Reputacja: 1 Khaes jest jak niezastąpione światło przewodnieKhaes jest jak niezastąpione światło przewodnieKhaes jest jak niezastąpione światło przewodnieKhaes jest jak niezastąpione światło przewodnieKhaes jest jak niezastąpione światło przewodnieKhaes jest jak niezastąpione światło przewodnieKhaes jest jak niezastąpione światło przewodnieKhaes jest jak niezastąpione światło przewodnieKhaes jest jak niezastąpione światło przewodnieKhaes jest jak niezastąpione światło przewodnieKhaes jest jak niezastąpione światło przewodnie
Ja po prostu nie wierzę… Combat 125… po co ja w ogóle was szukałam. – Cassia kręciła z niedowierzaniem głową – Zniszczyć to, co macie? To już lepiej sprzedać to na czarnym rynku u Fineańczyków. – zwróciła się do Yri’ego – A ukraść coś mniejszego? Niby co, myśliwiec? Może wparujesz na jakiś lotniskowiec i tak, po prostu nim wylecisz?
Wtedy wtrącił się Jon.
-Nawet nie wiemy czego dokładnie szukać. Osobiście uważam że jest to bez sensu, a jeśli to nie teraz... – dorzucił po chwili - Po co niszczyć? Nie musimy jej cały czas używać, Rosomak sprawdza się świetnie. Jednak zawsze jest coś mieć niż nie mieć, a te cacuszko jest w dodatku uzbrojone...
Cassia spojrzała na niego trochę uspokojona.
- To, co proponujecie? Wałęsać się między tymi ruinami? Odbić tą dziewczynę? Czy może wpaść na panienki do Finei? – odparła ironicznie. Uśmiechnęła się szelmowsko do Jona - To jak, wiesz już co robimy? Wybacz... co robicie, bo ja tu jestem tylko gościem...

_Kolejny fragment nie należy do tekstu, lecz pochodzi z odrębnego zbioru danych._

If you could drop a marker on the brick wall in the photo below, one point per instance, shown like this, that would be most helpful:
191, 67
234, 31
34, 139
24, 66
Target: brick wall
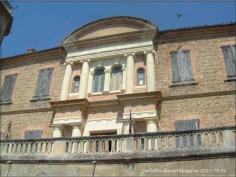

Yri przybliżył się do dziewczyny przeżuwając coś zębami. Po chwili przełknął i wyszczerzył się.
- Cassia… Bądź poważna. Korweta ma numer seryjny… Zaginęła. A ty chcesz polecieć nią do ich właścicieli? N-A-P-E-W-N-O Ci się uda zrobić to dyskretnie… - Poprawił pas z pistoletem i odwrócił się do niej plecami. – Ja na nią nie wsiądę... Nawet na rozkaz.- Mrugnął wesoło do Jona i przysiadł na stercie gruzów.
Szczur zatopił się w myślach…
„Dziewczyna z Miast Bogów… Miasta Bogów… Na pewno mają tam cudne rzeczy.” – Spojrzał powoli na swój pistolet i przymknął oczy – „Może będą w stanie odzyskać moje wspomnienia! Może wreszcie dowiem, się o co chodzi w tym całym cholerstwie.” – Yri wstał nagle i uśmiechnął się spokojnie, choć jego oczy błyszczały dziwnym blaskiem.
- A może... Powinniśmy jechać do Cephei… - Spojrzał na dziewczynę. – Jechać, nie lecieć. A co do Finei, podobno nie jestem tam lubianą osobą, także też wyrażam się o eskapadzie w tamtą stronę negatywnie.